So EIGHTY + 2 is divisible by both 19 and 13, while EIGHTY + 4 is divisible by both 17 and 11. So EIGHTY is congruent to -2 modulo 19*13=247, and congruent to -4 modulo 17*11=187. Solving these two simultaneous congruences using the Chinese Remainder Theorem, we get that EIGHTY is congruent to -26184 modulo 247*187=46189. The only 6-digit numbers satisfying this congruence and having no repeating digits and no zeros are 389517 and 943785. The first of these leaves a remainder of $2\neq G$ on division by $H=5$, while the second leaves a remainder of $3=G$ on division by $H=7$. So the answer is:

EIGHTY = 943785; E=9, I=4, G=3, H=7, T=8, Y=5.


TWENtY is a six digit number with no repeating digits and no zeros. When divided by T, perfect square WE or perfect cube NtY, the remainder is zero.

The only 3-digit perfect cubes with no repeating digits are 125, 216, 512, and 729. TWE000 must be a multiple of NtY since TWENtY is, but 729 is not a factor of 1000 and has no 3-digit multiple other than itself, so NtY cannot be 729. All the remaining possibilities involve the digits 1 and 2, so TWE cannot involve these digits.

The only 2-digit perfect squares not involving the digits 1 and 2 are 36, 49, and 64, so WE must be one of these.

If NtY is 216, then WE cannot involve the digit 6, so WE is 49. But 216 has no 3-digit multiple ending in the digits 49, nor does 216*125=27000 have any 3-digit multiple ending in the digits 49000. Contradiction, so the digits N, t, Y are 1, 2, 5 in some order.

If NtY is 512, then $TWE000=TWE*2^3*5^3$ is a multiple of $512=2^9$, so TWE is a multiple of $2^6=64$. Now WE cannot be 64 (no 3-digit number of the form T00 is a multiple of 64) or 49 (since then TWE would be odd and not a multiple of 64), so WE must be 36. A quick check shows that no 3-digit number of the form T36 is a multiple of 64, so we have a contradiction here too.

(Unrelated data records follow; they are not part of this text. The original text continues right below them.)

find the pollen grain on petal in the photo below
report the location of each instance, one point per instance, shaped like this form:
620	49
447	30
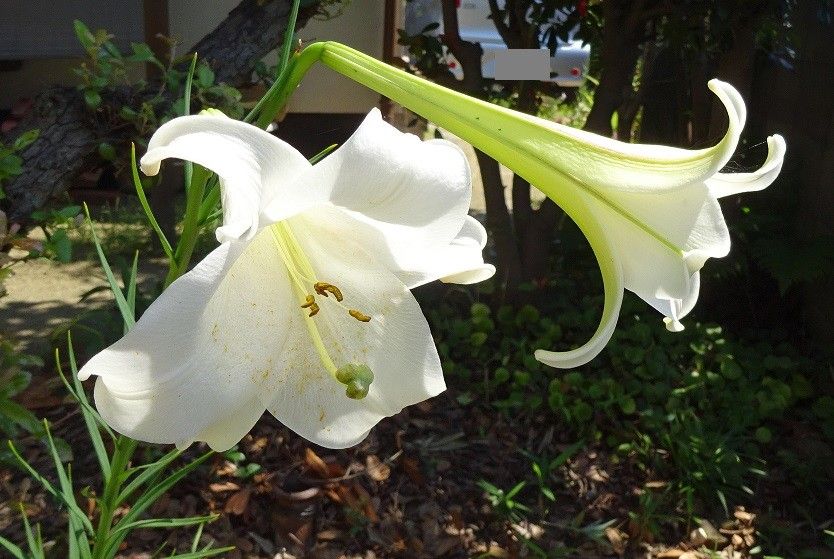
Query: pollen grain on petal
323	288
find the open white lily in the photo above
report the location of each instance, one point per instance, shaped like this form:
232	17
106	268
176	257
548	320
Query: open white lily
304	309
649	212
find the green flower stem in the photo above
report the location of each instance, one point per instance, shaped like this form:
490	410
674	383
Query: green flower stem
122	453
497	131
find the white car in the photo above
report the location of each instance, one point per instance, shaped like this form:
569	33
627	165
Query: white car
568	64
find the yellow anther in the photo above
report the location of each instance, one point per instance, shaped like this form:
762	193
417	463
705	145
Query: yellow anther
323	288
358	315
310	303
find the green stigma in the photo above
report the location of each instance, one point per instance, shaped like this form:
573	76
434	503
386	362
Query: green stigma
356	378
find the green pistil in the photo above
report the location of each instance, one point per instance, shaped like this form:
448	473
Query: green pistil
357	380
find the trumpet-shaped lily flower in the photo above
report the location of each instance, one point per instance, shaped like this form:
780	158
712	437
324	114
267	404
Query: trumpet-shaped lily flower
649	212
304	309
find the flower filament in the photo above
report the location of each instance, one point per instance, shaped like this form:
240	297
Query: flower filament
356	378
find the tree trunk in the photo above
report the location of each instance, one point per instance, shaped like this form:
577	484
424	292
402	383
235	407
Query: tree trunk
621	37
69	133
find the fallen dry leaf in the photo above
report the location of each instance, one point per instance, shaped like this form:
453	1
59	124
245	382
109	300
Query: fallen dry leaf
316	464
617	539
238	502
223	486
376	469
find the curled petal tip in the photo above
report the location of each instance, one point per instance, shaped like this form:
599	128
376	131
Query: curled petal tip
149	168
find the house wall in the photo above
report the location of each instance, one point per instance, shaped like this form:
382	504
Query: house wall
322	91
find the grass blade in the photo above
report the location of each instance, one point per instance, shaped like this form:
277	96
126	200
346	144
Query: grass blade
204	553
143	200
322	154
131	284
72	507
150	496
91	417
149	473
35	550
15	551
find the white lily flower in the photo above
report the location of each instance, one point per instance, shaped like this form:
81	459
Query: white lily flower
650	212
304	309
654	215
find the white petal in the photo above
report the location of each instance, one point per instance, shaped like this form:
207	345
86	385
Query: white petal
459	260
396	344
663	238
728	184
416	191
612	277
255	168
165	382
601	164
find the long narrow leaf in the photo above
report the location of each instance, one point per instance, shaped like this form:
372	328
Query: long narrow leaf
79	388
124	308
64	481
72	507
322	154
150	496
197	535
163	523
186	110
204	553
143	200
150	471
35	544
131	283
289	34
16	552
91	417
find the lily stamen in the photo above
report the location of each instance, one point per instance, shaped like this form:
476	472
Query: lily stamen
310	303
323	288
359	315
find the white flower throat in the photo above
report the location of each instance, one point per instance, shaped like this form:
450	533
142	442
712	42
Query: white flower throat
357	378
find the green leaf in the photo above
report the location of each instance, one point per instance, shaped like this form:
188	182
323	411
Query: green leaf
20	416
35	543
514	491
189	79
92	419
24	140
106	151
165	523
143	200
203	553
149	497
124	308
16	552
92	98
141	53
322	154
84	35
149	472
61	245
68	501
205	76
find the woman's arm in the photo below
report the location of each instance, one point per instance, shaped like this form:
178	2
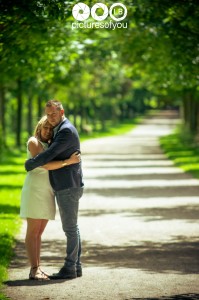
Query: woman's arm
75	158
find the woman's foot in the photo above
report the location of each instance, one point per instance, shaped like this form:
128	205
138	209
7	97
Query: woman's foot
37	274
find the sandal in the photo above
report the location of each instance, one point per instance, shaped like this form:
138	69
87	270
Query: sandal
38	274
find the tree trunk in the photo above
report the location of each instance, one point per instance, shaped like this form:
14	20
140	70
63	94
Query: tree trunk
19	113
2	119
29	121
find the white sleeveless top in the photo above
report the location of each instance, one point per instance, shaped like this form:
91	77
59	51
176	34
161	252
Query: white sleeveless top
37	196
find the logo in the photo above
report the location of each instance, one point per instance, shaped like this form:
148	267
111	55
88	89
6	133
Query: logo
81	11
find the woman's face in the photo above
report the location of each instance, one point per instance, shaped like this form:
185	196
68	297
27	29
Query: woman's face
46	132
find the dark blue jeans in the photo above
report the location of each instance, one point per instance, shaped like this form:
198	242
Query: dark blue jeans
68	203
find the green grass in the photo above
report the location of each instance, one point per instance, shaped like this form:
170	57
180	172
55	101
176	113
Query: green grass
183	150
12	174
112	129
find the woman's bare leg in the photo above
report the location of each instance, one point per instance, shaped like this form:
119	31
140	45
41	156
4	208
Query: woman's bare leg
35	228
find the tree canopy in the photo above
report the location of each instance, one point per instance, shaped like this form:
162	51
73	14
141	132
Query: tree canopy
149	59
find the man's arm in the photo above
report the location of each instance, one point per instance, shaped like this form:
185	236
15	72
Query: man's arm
61	144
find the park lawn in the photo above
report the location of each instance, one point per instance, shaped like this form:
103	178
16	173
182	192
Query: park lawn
183	151
12	174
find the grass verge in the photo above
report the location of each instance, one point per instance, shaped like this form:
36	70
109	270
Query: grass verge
183	150
12	175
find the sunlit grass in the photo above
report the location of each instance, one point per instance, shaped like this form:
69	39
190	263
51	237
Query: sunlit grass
112	129
12	174
183	150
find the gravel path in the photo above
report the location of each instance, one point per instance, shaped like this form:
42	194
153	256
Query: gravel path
139	225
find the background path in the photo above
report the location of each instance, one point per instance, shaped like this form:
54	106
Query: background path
139	225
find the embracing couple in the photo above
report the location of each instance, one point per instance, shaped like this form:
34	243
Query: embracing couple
54	170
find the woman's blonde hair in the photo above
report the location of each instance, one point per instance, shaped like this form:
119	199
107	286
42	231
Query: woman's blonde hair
42	122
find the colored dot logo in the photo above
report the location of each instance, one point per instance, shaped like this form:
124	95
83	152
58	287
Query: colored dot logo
95	8
117	11
81	11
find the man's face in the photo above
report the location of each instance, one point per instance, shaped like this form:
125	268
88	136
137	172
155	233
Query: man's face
54	115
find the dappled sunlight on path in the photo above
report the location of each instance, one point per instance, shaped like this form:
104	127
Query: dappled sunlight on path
139	221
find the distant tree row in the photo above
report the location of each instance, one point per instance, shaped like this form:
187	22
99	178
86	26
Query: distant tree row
98	74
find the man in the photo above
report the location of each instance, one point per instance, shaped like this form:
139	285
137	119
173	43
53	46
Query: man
67	183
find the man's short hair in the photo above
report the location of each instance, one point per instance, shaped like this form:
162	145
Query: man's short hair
56	103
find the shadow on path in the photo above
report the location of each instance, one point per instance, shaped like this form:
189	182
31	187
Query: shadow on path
178	256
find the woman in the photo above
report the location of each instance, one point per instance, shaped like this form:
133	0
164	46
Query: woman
37	197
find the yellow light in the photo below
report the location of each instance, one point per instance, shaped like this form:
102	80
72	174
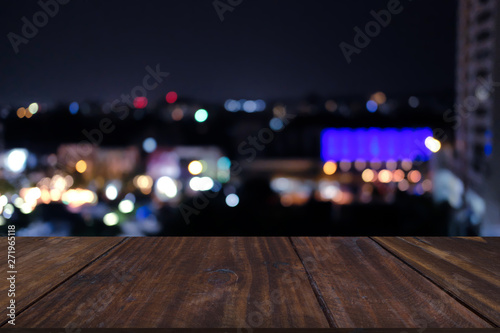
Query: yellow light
414	176
368	175
329	168
432	144
385	176
81	166
21	112
195	168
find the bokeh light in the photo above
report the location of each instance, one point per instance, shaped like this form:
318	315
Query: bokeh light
329	168
201	115
232	200
195	167
81	166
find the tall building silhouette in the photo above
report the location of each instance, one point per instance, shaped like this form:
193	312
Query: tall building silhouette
477	110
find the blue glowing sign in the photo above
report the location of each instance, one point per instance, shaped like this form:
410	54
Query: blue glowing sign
375	144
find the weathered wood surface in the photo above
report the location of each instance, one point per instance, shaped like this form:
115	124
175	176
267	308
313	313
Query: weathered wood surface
185	282
44	263
365	286
239	282
466	267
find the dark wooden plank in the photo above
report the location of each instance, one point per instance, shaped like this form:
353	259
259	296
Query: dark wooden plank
185	282
365	286
468	268
43	263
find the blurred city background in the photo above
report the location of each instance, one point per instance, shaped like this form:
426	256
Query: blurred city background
250	118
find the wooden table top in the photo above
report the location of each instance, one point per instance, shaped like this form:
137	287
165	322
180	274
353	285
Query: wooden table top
255	282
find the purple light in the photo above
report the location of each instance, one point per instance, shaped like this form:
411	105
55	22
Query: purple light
369	144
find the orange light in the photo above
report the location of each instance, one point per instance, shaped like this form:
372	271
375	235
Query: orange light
414	176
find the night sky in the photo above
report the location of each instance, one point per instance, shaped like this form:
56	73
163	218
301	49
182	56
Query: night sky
98	50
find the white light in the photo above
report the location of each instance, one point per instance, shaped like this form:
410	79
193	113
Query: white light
232	200
26	208
3	200
18	202
261	105
16	160
432	144
165	186
201	183
111	192
8	211
111	219
33	194
281	184
149	145
126	206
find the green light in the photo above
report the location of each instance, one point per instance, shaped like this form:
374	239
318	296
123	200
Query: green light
201	115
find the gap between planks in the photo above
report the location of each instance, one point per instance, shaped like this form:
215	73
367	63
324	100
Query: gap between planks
445	290
317	292
3	323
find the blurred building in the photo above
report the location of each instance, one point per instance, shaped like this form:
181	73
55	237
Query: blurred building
476	111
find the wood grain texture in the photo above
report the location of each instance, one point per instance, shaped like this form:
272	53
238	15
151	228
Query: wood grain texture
185	282
365	286
468	268
43	263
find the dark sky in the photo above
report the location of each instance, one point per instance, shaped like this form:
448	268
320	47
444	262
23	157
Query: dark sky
266	49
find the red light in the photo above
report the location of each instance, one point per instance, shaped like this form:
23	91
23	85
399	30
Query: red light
171	97
140	102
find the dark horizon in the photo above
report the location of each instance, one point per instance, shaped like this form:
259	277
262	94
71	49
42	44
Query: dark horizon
98	51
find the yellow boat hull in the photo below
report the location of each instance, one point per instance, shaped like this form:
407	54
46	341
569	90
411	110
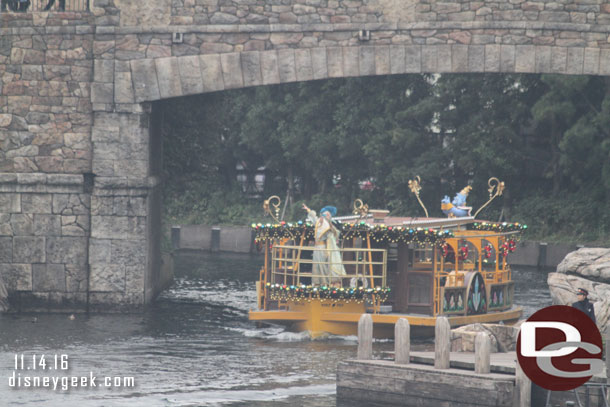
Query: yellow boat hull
323	317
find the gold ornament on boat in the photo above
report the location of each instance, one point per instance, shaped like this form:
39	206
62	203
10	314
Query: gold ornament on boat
270	202
360	208
496	188
415	187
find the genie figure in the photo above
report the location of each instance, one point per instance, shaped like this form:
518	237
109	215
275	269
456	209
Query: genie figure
457	208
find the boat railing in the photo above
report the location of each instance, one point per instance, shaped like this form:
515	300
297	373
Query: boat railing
294	265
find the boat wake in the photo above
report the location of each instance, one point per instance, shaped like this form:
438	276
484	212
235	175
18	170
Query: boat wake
280	334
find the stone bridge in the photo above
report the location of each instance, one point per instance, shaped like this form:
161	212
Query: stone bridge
80	138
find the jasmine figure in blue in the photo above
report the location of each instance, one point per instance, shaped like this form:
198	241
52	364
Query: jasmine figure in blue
328	267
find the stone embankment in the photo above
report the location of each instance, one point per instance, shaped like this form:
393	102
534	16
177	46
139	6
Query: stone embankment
587	268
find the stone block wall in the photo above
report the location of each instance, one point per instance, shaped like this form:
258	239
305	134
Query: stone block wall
44	228
79	138
381	11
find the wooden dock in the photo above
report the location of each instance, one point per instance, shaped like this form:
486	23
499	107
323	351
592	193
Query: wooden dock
447	379
384	383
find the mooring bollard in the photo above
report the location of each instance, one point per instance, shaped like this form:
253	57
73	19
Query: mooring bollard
442	343
402	341
482	349
365	337
523	388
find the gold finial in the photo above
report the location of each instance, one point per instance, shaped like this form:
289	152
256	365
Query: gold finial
360	208
276	207
415	187
496	185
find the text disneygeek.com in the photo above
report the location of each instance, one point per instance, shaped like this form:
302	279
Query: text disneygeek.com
28	372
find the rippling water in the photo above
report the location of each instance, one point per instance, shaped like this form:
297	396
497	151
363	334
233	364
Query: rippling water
193	347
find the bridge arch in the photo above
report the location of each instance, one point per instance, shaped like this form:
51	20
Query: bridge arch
79	178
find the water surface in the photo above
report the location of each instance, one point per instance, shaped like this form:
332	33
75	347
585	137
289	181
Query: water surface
193	347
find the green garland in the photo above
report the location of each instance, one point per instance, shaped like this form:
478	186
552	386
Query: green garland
498	227
378	233
278	292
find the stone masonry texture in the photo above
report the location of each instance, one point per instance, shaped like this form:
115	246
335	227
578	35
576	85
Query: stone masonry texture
78	188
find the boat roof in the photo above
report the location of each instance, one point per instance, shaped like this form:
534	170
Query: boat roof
410	222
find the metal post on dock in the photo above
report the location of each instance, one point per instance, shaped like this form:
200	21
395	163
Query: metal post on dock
215	244
402	341
482	350
365	337
442	343
523	388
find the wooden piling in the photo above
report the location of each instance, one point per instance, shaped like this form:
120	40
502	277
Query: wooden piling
523	387
365	337
442	343
402	341
482	350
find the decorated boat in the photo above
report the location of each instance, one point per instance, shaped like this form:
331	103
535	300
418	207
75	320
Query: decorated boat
418	268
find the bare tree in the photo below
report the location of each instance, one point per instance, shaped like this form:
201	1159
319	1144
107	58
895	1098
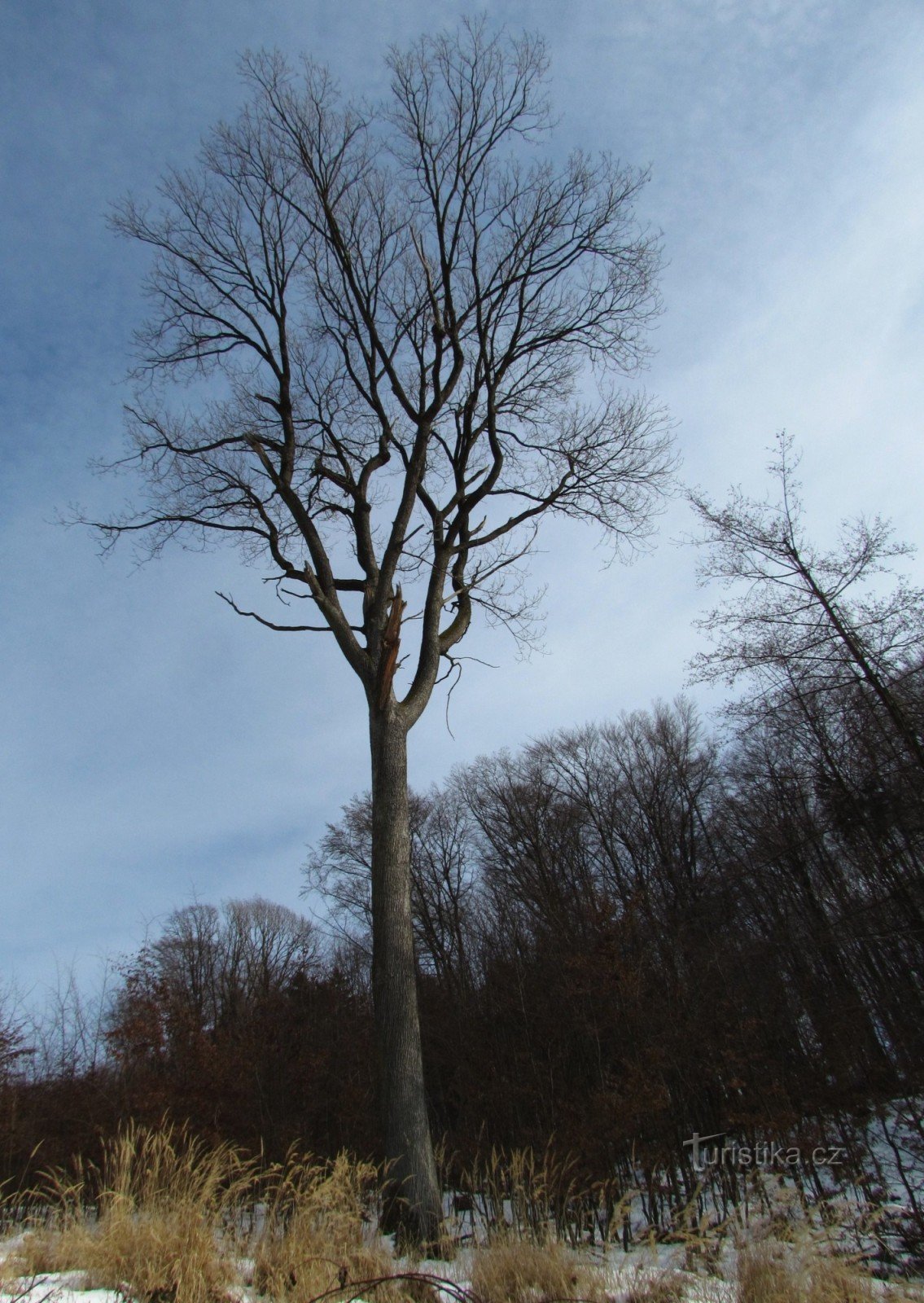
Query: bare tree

If NtY is 125, then TWE000 is automatically a multiple of NtY since 1000 is. But TWENtY is odd, so not divisible by 36 or 64, and again WE must be 49. So TWENtY is 349125, 649125, 749125, or 849125. Only the first of these is divisible by 49; it is also divisible by 3, so 349125 is the only solution. We have:

TWENtY=349125; T=3, W=4, E=9, N=1, t=2, Y=5.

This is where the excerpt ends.